According to a report by Poland-based think tank the Centre for Eastern Studies, most of Russia's prisons are actually penal colonies, where inmates are housed in cramped barracks and are frequently put to work.
As of 2019, more than 800 penal colonies existed throughout Russia, the organization said.
Dating largely from the Soviet era, the facilities have been compared to Joseph Stalin's gulags – harsh prison camps that were in use in the mid-20th century.
Griner was detained in Russia earlier this year after authorities claimed they found vape canisters of cannabis oil in the two-time Olympic gold medalist's luggage at a Moscow airport. In August, she was convicted of drug possession and sentenced to serve nine years in a Russian penal colony.
The WNBA All-Star's appeal of her sentencing failed last month and her attorneys said Wednesday that she had been moved to the penal colony.
"Brittney was transferred from the detention center in Iksha on the 4th November," her legal team said in a statement, according to The Hill. "She is now on her way to a penal colony. We do not have any information on her exact current location or her final destination."
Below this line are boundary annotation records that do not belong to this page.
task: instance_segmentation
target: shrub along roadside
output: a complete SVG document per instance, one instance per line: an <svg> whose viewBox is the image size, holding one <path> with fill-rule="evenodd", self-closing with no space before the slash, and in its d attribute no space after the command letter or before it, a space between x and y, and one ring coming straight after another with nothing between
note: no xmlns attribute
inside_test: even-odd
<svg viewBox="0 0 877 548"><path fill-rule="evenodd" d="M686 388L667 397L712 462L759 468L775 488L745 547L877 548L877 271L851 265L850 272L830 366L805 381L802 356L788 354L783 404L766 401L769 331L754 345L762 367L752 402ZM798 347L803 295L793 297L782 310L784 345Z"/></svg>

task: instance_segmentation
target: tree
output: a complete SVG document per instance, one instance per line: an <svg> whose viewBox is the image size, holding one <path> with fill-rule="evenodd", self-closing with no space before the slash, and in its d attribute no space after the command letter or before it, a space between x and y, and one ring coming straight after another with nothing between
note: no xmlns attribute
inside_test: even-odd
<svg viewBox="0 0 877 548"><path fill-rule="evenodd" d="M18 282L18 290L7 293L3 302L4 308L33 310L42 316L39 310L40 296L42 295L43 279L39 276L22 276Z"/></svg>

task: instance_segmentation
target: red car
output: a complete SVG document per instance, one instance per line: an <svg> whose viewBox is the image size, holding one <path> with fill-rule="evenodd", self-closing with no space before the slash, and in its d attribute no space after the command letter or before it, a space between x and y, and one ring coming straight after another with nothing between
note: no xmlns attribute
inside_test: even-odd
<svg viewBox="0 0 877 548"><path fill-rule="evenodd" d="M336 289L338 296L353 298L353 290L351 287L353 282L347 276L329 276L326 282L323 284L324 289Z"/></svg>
The State Department "will not relent" until Griner and Paul Whelan, another American being held by Russia, are returned to the United States, Blinken said Wednesday. He also called for transparency from Russia on the prisoners' health and welfare.
Whelan, a U.S. Marine veteran, was arrested for espionage in 2018 and is serving 16 years in prison.
The U.S. has reportedly been exploring the possibility of a prisoner swap with Russia to free Griner and Whelan.